The Global Learning and Observations to Benefit the Environment (GLOBE) Program is an international program that provides the public an opportunity to participate in data collection and the scientific process and contributes meaningfully to our understanding of the Earth system and global environment. Announced by the U.S. Government on Earth Day in 1994, GLOBE launched its worldwide implementation in 1995.
El Niño and La Niña are important climatic phenomena that affect the climate globally, causing flooding and droughts as well as changes in seasonal weather patterns. The GLOBE El Niño Field Campaign relies on trained citizen scientists to collect and share important local data to discover where and how much El Niño’s global impact affects local climates.

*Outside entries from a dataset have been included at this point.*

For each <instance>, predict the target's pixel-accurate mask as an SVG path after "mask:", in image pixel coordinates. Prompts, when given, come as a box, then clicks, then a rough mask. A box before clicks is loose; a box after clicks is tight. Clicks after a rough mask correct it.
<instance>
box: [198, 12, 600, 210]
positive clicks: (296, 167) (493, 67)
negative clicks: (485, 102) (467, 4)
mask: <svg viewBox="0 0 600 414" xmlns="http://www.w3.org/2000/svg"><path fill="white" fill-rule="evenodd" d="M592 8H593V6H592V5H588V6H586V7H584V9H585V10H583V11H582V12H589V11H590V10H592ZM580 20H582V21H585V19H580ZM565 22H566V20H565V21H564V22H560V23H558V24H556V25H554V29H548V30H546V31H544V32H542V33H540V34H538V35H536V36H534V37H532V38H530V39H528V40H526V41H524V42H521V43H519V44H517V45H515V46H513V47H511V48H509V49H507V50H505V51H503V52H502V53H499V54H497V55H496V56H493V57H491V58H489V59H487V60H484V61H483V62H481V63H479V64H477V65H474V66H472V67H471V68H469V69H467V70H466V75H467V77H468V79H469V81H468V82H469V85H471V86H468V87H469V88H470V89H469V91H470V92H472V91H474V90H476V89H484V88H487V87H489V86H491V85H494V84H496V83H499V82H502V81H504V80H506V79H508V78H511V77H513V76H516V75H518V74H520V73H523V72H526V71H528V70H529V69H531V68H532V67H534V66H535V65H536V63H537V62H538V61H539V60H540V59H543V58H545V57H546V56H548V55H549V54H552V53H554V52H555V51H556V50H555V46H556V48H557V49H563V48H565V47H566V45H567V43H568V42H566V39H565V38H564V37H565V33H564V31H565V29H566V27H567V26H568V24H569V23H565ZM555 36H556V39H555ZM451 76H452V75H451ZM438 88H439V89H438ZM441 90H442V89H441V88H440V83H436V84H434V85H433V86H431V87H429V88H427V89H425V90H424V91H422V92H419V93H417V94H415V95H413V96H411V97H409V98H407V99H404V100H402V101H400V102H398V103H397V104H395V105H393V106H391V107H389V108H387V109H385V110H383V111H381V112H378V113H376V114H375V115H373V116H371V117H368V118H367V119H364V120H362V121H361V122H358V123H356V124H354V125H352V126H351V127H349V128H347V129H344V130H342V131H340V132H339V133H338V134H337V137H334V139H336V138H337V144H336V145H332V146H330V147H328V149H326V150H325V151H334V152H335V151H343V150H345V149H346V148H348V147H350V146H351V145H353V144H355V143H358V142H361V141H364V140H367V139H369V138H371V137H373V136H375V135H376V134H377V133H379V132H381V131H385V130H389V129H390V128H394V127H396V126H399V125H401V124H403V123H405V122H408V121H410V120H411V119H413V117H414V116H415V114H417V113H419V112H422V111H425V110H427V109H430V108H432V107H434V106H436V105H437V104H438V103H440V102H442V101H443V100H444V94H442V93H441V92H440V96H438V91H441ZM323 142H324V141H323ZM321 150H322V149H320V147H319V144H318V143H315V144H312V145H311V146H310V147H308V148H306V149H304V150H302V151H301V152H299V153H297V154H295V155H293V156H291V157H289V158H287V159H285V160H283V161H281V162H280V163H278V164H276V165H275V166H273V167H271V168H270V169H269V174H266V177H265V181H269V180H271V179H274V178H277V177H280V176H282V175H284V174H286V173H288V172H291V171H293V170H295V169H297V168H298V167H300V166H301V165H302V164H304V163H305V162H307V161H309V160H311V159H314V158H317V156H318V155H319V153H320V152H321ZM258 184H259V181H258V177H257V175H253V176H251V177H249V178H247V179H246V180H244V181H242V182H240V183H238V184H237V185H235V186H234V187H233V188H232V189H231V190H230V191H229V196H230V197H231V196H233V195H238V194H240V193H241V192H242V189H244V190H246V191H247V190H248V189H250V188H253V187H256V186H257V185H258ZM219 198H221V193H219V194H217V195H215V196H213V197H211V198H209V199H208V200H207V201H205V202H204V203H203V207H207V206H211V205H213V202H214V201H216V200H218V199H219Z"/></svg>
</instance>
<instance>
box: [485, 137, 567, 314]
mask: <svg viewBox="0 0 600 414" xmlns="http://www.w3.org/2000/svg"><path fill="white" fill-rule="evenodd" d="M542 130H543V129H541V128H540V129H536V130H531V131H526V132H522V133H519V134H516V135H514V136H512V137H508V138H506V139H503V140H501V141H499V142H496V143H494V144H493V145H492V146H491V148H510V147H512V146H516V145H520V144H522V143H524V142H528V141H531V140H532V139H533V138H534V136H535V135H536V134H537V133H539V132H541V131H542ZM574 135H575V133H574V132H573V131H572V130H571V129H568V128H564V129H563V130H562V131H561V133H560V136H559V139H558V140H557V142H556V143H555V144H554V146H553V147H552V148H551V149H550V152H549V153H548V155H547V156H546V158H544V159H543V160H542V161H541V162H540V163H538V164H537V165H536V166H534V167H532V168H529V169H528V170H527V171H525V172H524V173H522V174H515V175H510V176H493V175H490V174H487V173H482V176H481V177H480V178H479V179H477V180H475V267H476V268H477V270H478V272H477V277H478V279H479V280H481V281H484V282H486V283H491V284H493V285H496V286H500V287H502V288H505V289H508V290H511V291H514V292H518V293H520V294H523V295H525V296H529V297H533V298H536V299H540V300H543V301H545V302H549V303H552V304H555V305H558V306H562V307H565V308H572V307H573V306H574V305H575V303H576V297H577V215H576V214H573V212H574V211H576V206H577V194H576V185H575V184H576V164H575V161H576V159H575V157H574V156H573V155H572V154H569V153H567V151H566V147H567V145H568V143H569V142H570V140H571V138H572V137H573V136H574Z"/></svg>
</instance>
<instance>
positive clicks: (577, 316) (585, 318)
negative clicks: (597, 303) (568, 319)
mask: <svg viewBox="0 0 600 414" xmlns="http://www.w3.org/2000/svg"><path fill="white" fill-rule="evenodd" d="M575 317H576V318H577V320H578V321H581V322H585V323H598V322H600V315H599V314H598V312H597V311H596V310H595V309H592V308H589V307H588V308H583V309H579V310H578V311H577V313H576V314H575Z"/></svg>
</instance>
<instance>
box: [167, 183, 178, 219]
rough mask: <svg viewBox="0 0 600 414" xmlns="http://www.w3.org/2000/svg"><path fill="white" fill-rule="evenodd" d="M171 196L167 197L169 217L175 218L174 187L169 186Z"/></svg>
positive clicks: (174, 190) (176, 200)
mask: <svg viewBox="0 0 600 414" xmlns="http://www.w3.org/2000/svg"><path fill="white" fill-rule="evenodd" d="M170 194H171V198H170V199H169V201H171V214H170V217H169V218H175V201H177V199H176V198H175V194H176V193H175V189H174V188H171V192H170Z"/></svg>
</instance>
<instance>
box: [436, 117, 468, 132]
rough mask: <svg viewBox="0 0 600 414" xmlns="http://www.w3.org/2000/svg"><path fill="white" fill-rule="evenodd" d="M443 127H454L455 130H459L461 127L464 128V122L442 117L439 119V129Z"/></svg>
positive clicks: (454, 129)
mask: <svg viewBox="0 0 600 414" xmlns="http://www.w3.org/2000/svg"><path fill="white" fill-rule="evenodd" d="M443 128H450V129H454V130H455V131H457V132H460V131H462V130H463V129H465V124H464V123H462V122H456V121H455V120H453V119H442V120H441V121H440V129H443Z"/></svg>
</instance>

You have probably observed changes in weather patterns in your community — a drier-than-usual spring, an extra-cold winter. This project is your opportunity to learn more about the changes where you are and help NASA ground-truth satellite data measuring global snapshots.
Four Protocols to Collect Data for the El Nino campaign.
To support GLOBE in this long-term campaign, we are recruiting, training, and equipping participants for four separate but related protocols representing a range of commitments from a light touch to an in-depth experience, based on the needs and interests of you and your community.
The four protocols range from atmosphere to ground observations; from very simple to more complex:
- The cloud protocol: a quick assessment of the type and density of cloud cover as viewed from the collection site.
- The surface temperature protocol: uses a simple tool to capture nine measurements that are averaged to submit a reading to GLOBE.
- The precipitation protocol: documents rainfall from day to day or more frequently on a rainy day to provide data about rainfall volumes and rates
- The Soil Moisture Active Passive (SMAP) protocol: provides data about soil moisture that can be used to ground truth a NASA satellite that is in orbit.
All of these protocols help us to understand how climate change affects the global water cycle. Changes in the water cycle, such as increased periods of drought and increases in rain or snowfall, significantly impact people’s lives, biodiversity, food production and more. Some regions will see the impact of climate change long before others, but all of us will be affected by changing water patterns in our lifetime. The more granular data we have from citizen scientists, the more we can understand the changes and how to mitigate them.